Originally Posted by jamiebosco
Maybe the RTA in REW? - I think I recall the scene you're talking about, next time I fire up REW I'll check a few scenes in Hans Zimmer: Live in Prague
I took your suggestion and played around with REW this morning and learned something very interesting I thought I would share.
I captured some peak spectrum graphs using the RTA function of REW like you suggested (thanks for the lead!
Each graph is the peak measured during the passage along with the noise floor (measurement taken with a quiet room). This is my normal system tune that I use for listening to music and movies. MV at -10 (I usually listen at -5 but this is more measurement friendly for the rest of the house). Pay no attention to the actual volume, my setup is not volume calibrated. It is a calibrated UMIK, however.
Looks like the chaper 33 rumble is in the 14-16 hz range. Subsequently, I watched several other passages using the live view of the RTA and there are several passages with this 14-16hz rumble at various volumes.
Looks like the strong, house rattling passage at 1:34 is around 35hz. Seems kinda odd it would be that high based on your experience with it @jamiebosco
Could be the other components of that passage. I noticed that the peak is one thing but the total spectrum used in that passage matters almost just as much.
The revelation for me is the 3rd graph. This is a capture of the peak spectrum during 2 of the many notes played in chapter 35 at time stamps 1:53:16 and 1:53:19. Each line is one note, a couple seconds long each.
The purple has a peak at 27.4 hz and another (harmonic?) at 13.8hz.
The blue note peaks at 30.8 hz and 15.36 hz.
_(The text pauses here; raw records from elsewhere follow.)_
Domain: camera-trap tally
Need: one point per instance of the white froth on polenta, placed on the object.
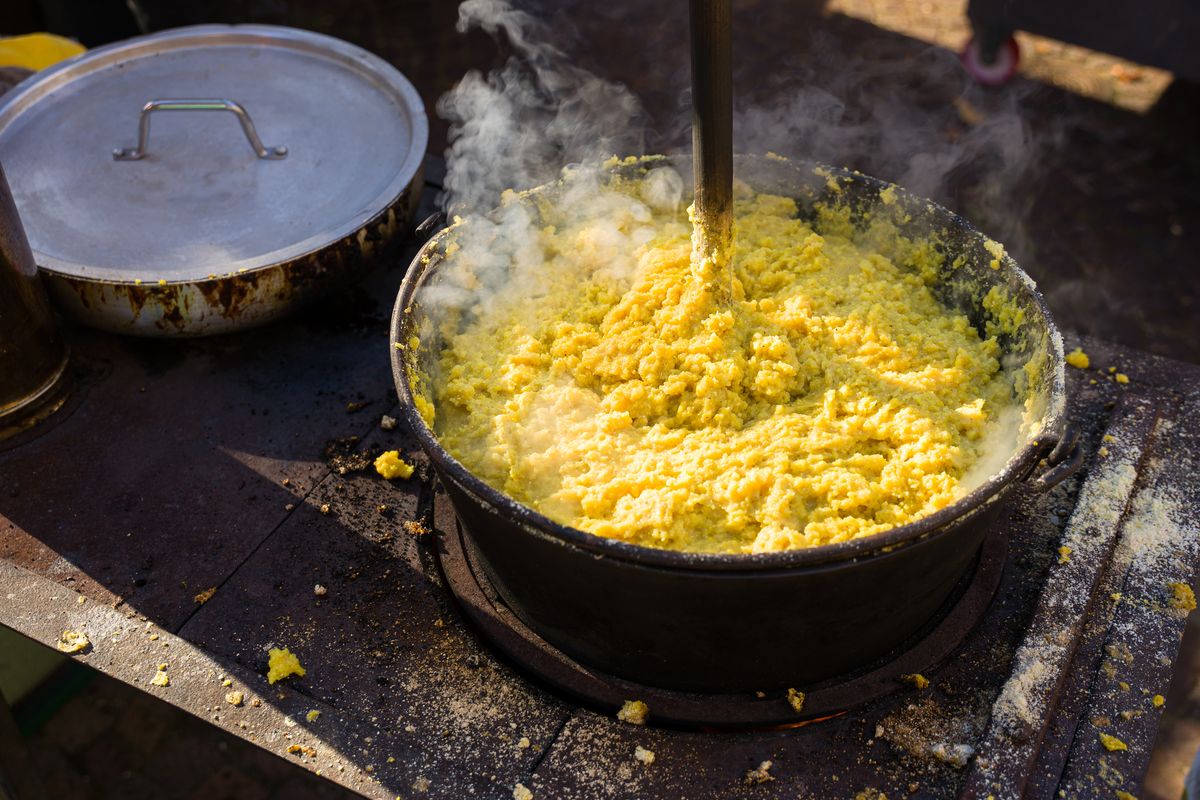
(621, 395)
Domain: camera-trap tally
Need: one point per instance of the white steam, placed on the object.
(519, 125)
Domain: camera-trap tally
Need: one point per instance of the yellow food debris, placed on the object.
(760, 774)
(391, 465)
(835, 398)
(1111, 743)
(634, 711)
(1182, 596)
(282, 663)
(72, 642)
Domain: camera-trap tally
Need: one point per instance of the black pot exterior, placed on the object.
(717, 631)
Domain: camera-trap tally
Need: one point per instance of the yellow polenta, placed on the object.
(834, 398)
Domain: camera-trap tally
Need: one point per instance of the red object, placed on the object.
(996, 73)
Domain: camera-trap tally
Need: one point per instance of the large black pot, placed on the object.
(735, 623)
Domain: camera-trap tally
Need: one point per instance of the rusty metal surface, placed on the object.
(165, 479)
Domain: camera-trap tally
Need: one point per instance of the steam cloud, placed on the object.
(521, 124)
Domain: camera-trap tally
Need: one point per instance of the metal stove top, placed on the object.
(184, 467)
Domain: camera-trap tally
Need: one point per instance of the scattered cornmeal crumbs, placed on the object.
(1111, 743)
(1181, 597)
(760, 774)
(391, 465)
(72, 642)
(414, 528)
(282, 663)
(634, 713)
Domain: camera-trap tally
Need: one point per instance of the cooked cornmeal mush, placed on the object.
(624, 394)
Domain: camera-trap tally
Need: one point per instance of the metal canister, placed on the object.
(33, 352)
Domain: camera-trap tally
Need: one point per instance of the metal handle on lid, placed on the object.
(247, 126)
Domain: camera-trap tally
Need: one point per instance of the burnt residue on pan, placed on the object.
(238, 299)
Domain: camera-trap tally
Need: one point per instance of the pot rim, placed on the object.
(1019, 465)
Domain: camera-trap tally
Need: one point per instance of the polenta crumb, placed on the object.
(634, 713)
(391, 465)
(1182, 596)
(1078, 359)
(281, 663)
(1111, 743)
(72, 642)
(760, 774)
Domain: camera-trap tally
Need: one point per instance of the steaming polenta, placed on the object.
(835, 398)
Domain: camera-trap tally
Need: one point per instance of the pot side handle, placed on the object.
(1065, 458)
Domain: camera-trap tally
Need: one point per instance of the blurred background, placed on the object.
(1084, 160)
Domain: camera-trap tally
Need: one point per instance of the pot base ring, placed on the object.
(535, 657)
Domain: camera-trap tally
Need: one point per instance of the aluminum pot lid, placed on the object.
(342, 133)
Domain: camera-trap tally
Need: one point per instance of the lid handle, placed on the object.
(247, 126)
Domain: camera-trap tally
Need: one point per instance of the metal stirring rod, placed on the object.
(712, 126)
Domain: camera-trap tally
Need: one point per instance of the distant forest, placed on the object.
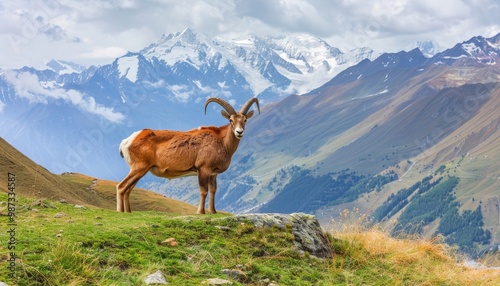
(429, 200)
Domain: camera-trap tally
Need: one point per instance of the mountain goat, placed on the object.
(205, 152)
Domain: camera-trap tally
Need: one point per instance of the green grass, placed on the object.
(102, 247)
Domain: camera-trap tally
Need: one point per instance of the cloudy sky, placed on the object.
(96, 32)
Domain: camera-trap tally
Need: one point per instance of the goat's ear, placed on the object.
(249, 114)
(225, 114)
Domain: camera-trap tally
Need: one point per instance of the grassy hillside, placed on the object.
(58, 244)
(33, 180)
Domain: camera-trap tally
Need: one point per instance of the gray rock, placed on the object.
(155, 278)
(308, 235)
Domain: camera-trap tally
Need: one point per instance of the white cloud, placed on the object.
(28, 86)
(104, 53)
(94, 32)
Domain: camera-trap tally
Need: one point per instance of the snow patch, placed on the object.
(128, 67)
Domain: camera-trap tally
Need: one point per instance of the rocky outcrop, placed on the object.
(308, 235)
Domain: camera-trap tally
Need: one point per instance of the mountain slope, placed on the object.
(32, 180)
(376, 128)
(79, 117)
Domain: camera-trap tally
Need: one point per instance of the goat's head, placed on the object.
(236, 119)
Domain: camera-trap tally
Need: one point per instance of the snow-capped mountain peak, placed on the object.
(428, 48)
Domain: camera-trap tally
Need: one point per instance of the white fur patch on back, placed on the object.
(125, 144)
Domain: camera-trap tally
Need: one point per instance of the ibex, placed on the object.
(205, 152)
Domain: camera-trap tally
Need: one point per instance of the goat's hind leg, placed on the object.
(203, 181)
(212, 184)
(124, 188)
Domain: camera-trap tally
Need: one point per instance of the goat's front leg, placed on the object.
(203, 180)
(213, 189)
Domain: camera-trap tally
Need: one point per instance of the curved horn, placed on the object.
(222, 103)
(246, 106)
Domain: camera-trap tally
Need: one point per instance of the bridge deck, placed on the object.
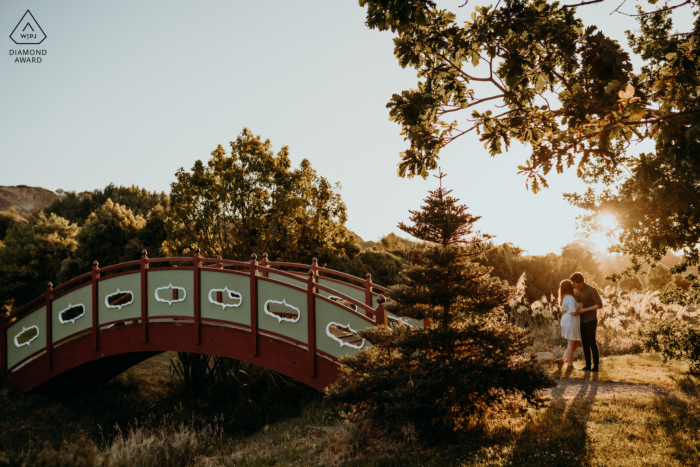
(295, 323)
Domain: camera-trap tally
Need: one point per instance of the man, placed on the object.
(591, 300)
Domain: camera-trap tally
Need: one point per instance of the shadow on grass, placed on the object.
(101, 412)
(681, 419)
(558, 436)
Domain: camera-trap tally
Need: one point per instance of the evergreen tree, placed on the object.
(442, 377)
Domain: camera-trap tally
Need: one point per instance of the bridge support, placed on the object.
(3, 343)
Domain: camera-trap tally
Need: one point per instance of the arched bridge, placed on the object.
(266, 313)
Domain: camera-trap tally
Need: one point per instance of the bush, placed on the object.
(659, 277)
(675, 339)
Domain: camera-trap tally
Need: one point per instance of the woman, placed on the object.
(570, 322)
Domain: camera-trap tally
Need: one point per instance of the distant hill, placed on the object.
(26, 199)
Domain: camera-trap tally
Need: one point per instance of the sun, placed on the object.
(607, 221)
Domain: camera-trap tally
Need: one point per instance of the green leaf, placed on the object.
(539, 84)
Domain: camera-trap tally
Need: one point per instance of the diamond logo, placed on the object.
(28, 31)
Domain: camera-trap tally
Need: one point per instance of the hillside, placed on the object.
(26, 199)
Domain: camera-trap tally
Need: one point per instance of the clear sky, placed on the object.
(130, 91)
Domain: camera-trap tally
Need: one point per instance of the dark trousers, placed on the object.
(588, 342)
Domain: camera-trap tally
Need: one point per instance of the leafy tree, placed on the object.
(109, 236)
(252, 201)
(32, 255)
(542, 273)
(78, 207)
(631, 283)
(384, 267)
(584, 254)
(438, 378)
(531, 71)
(659, 277)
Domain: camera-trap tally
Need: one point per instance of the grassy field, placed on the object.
(138, 418)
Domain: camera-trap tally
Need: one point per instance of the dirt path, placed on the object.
(572, 388)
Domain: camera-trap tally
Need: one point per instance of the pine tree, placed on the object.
(443, 377)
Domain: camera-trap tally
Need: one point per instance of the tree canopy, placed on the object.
(439, 378)
(531, 71)
(32, 255)
(253, 201)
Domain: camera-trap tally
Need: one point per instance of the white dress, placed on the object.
(570, 325)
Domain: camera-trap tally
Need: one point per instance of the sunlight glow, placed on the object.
(607, 221)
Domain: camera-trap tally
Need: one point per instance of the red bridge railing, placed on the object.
(307, 280)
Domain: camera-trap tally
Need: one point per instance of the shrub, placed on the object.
(675, 339)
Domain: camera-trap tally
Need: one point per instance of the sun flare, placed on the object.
(607, 221)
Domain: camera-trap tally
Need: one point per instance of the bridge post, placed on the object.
(368, 290)
(3, 343)
(95, 295)
(254, 303)
(144, 295)
(219, 294)
(311, 308)
(49, 325)
(380, 313)
(197, 311)
(264, 264)
(314, 267)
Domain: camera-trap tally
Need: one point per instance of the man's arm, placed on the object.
(598, 302)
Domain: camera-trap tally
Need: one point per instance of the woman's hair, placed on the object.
(565, 288)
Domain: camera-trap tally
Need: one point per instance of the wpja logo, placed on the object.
(28, 32)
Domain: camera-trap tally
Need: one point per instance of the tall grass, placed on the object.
(165, 442)
(622, 315)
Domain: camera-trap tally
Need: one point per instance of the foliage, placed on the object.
(252, 201)
(584, 254)
(659, 276)
(438, 379)
(543, 273)
(631, 283)
(675, 339)
(684, 293)
(110, 236)
(8, 219)
(384, 267)
(78, 207)
(531, 71)
(387, 242)
(32, 256)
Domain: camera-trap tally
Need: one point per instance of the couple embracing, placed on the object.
(579, 303)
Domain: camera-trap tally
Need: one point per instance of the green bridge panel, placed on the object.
(210, 282)
(327, 313)
(111, 285)
(82, 296)
(293, 298)
(165, 278)
(17, 354)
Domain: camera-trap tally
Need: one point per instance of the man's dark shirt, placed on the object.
(589, 296)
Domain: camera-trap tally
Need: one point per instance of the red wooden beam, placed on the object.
(144, 295)
(197, 311)
(380, 313)
(368, 290)
(311, 316)
(95, 314)
(49, 327)
(254, 303)
(3, 343)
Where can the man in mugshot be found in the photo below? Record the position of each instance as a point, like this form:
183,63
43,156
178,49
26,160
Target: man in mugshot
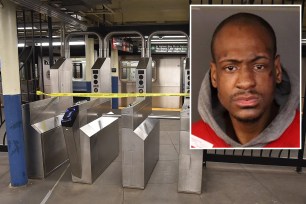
246,98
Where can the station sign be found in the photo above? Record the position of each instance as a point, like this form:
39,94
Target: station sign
121,44
169,49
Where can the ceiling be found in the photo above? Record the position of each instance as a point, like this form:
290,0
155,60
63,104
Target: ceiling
108,15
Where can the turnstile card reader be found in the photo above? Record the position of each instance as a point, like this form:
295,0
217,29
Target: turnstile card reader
70,116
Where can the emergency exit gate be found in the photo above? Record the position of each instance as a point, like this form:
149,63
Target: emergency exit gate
264,157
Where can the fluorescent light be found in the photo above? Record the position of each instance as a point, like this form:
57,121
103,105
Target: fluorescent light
174,40
59,43
167,43
169,36
27,28
77,43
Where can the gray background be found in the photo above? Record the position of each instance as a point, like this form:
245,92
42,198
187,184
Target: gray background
204,20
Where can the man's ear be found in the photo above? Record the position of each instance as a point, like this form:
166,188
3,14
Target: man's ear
213,74
278,69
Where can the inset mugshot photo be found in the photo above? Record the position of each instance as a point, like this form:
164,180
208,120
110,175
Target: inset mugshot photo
245,77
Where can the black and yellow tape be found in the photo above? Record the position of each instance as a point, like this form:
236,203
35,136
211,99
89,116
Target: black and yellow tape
112,95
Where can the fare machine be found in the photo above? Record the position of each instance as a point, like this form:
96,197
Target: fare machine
190,161
61,76
140,134
44,141
92,140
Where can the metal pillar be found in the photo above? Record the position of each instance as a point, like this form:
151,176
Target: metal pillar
90,56
11,93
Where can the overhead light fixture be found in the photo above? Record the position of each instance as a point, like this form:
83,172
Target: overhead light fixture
167,43
168,40
45,44
27,28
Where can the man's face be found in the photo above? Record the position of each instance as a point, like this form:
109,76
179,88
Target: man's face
245,72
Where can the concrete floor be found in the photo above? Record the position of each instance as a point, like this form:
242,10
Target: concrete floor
222,182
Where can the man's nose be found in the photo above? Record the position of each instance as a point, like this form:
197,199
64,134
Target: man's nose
246,78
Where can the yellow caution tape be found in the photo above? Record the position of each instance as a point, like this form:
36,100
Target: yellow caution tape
112,95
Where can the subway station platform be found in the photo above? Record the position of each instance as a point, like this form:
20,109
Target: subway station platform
222,182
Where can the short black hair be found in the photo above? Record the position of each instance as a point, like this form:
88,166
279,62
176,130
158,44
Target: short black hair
246,18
What are the impacts to the sound of those notes if your system cannot reproduce 13.8 and 15.36 hz?
I'm just a hobbiest here but maybe this is why my ULF capable sub sounds so awesome to me!
If you have REW and Hans Zimmer: Live in Prague - start the RTA and watch the spectrum live as you play through chapter 35 Interstellar Cornfield Chase. Set the screen to view only 5hz to 100 or 150hz. Pay attention to the spectrum peaks of each note (primary and harmonics?). Also notice that around 1:53:15 the spectrum from 15hz all they way to zero all of a sudden jumps 25dB as "your eyeballs wobble"! Who says music has no content below 20hz!